Yeastcalc.co says you'd need 700 billion cells. You've got a 2.25x batch, at high OG. So yeah, 10-packs. That's pretty insane.

Up to you if you chose to go with the recommendations or not. 4 x fresh packs, hydrated, would probably get your job done.


----------



## Nizmoose (2/4/15)

Starter? h34r:


----------



## Screwtop (2/4/15)

Mr Malty indicates 2.5pk or fresh yeast. Try it using the mfg date of your yeast

http://www.mrmalty.com/calc/calc.html

Screwy


----------



## Matplat (2/4/15)

Mr Malty says 2.6 22.5g packets of dry yeast....

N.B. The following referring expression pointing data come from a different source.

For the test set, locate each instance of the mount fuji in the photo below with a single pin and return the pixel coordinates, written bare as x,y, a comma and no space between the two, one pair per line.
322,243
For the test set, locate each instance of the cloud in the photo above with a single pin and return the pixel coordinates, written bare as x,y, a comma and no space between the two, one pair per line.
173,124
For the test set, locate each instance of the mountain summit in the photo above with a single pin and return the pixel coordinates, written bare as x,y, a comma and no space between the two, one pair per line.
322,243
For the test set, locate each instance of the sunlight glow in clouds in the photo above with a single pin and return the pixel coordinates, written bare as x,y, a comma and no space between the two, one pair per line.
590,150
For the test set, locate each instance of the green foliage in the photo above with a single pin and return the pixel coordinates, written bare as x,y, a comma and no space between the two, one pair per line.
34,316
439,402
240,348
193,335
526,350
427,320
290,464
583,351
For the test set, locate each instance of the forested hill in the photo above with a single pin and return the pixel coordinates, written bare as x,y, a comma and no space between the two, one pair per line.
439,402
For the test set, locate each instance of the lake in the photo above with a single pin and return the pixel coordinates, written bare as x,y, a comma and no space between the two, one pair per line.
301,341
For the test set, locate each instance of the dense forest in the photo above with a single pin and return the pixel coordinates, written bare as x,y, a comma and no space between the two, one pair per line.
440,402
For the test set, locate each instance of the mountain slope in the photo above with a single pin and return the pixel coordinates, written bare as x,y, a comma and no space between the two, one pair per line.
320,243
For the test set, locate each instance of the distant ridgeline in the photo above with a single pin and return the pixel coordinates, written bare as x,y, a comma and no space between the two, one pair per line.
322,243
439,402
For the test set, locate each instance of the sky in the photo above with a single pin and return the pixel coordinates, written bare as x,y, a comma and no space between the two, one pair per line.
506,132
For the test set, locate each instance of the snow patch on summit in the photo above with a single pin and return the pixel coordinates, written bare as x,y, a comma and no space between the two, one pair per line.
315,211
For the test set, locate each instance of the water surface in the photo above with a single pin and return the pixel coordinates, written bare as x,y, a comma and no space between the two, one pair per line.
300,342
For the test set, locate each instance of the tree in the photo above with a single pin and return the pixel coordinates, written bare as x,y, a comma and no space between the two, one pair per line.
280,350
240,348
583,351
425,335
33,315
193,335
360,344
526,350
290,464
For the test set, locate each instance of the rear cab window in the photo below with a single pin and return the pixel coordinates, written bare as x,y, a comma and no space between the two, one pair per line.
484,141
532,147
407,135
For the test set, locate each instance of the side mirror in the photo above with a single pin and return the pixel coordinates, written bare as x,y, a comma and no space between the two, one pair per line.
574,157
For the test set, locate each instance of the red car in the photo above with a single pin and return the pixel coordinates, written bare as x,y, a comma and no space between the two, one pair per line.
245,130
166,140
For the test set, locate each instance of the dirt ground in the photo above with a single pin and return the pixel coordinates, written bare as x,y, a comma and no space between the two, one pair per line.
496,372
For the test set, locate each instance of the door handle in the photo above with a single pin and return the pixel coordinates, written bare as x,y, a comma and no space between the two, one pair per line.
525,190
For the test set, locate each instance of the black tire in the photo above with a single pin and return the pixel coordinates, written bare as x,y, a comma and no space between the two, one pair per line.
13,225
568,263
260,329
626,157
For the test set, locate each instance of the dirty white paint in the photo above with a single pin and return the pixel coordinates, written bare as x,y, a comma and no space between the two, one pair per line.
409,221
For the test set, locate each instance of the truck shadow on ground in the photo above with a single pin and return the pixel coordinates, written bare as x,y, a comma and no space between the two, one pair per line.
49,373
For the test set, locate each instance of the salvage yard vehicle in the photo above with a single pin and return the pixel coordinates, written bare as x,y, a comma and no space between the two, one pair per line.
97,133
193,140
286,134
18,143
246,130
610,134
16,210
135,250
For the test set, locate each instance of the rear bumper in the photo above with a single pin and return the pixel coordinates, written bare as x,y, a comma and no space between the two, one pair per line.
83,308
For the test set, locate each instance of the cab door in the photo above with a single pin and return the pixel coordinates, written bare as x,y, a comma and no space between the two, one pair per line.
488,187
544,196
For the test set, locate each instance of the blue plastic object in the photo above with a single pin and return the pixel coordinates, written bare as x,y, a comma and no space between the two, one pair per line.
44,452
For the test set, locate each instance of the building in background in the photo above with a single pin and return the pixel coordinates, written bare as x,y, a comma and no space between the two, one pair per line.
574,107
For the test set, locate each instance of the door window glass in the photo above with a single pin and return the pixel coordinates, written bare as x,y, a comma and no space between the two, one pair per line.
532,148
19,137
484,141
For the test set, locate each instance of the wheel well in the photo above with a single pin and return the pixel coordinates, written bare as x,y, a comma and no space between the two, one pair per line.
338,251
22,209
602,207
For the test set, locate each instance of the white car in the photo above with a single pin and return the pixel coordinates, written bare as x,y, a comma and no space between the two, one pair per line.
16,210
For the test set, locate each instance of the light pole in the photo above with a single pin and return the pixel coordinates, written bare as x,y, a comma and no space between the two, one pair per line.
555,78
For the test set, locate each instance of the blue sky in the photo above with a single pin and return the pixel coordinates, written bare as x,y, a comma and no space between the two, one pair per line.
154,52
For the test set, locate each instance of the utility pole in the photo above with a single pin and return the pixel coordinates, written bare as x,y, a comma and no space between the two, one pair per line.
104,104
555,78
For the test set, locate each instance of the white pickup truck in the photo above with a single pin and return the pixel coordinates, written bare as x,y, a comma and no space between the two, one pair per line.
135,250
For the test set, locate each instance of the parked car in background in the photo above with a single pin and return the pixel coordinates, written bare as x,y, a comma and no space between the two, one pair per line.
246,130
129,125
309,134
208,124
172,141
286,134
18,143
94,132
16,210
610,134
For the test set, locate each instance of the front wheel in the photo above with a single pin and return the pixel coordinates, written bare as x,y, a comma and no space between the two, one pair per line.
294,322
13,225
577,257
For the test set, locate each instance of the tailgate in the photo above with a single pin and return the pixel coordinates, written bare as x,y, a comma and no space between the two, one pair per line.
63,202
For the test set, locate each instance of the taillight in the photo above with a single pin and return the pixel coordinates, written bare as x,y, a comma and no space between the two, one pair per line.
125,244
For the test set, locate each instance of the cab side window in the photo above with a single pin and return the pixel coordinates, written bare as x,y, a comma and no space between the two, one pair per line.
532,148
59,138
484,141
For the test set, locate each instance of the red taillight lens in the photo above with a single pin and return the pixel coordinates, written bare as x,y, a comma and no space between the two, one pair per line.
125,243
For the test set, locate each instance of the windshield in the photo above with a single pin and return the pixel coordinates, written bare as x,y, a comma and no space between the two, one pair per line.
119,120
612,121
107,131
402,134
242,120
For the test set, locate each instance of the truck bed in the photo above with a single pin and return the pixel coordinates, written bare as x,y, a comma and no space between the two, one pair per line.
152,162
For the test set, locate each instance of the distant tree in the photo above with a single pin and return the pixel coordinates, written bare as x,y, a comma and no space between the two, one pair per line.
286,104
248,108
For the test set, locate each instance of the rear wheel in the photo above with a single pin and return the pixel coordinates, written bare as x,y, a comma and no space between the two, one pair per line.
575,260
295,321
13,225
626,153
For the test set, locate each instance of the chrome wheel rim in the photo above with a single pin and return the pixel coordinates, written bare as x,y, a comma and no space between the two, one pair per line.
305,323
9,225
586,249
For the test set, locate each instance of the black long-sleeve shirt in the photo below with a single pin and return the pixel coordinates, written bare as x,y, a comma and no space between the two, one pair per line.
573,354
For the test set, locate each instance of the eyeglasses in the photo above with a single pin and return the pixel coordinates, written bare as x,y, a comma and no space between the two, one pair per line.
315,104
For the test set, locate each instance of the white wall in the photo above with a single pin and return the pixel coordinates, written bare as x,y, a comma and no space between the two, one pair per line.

Edit: Screwtop and I apparently think alike.... should have refreshed the window before posting!!


----------



## verysupple (2/4/15)

fraser_john said:


> Check the US-05 PDF from the website, pretty sure it is the 6 billion type range...
> 
> <edit>
> 
> Yep, just checked, 6 billion/g so for 11gm packet 66 billion cells





danestead said:


> You sure the website doesnt say minimum 6b per gram?


Yeah, the spec sheet says greater than 6 billion cells per gram. How much greater than is much debated as indicated by the conflicting info mentioned in the OP.


----------



## gezzanet (2/4/15)

Jan this year I used 1 pack US05 rehydrated on 20l 1.058 OG amber ale fermented at 18 deg C. No extra aeration except for dribbling wort to fermentor. FG 1.012 after 2 weeks. 
3 packs for 45l higher OG sounds ok


----------



## Spiesy (2/4/15)

Matplat said:


> Mr Malty says 2.6 22.5g packets of dry yeast....
> 
> Edit: Screwtop and I apparently think alike.... should have refreshed the window before posting!!


Isn't US05 in an 11g sachet?


----------



## verysupple (2/4/15)

Spiesy said:


> Isn't US05 in an 11g sachet?


Probably a typo seeing as Mr. Malty gives the number of 11.5 g packs needed. Fermentis come in 11.5 g packs but from memory Danstar (Lallemand) come in 11 g packs.


----------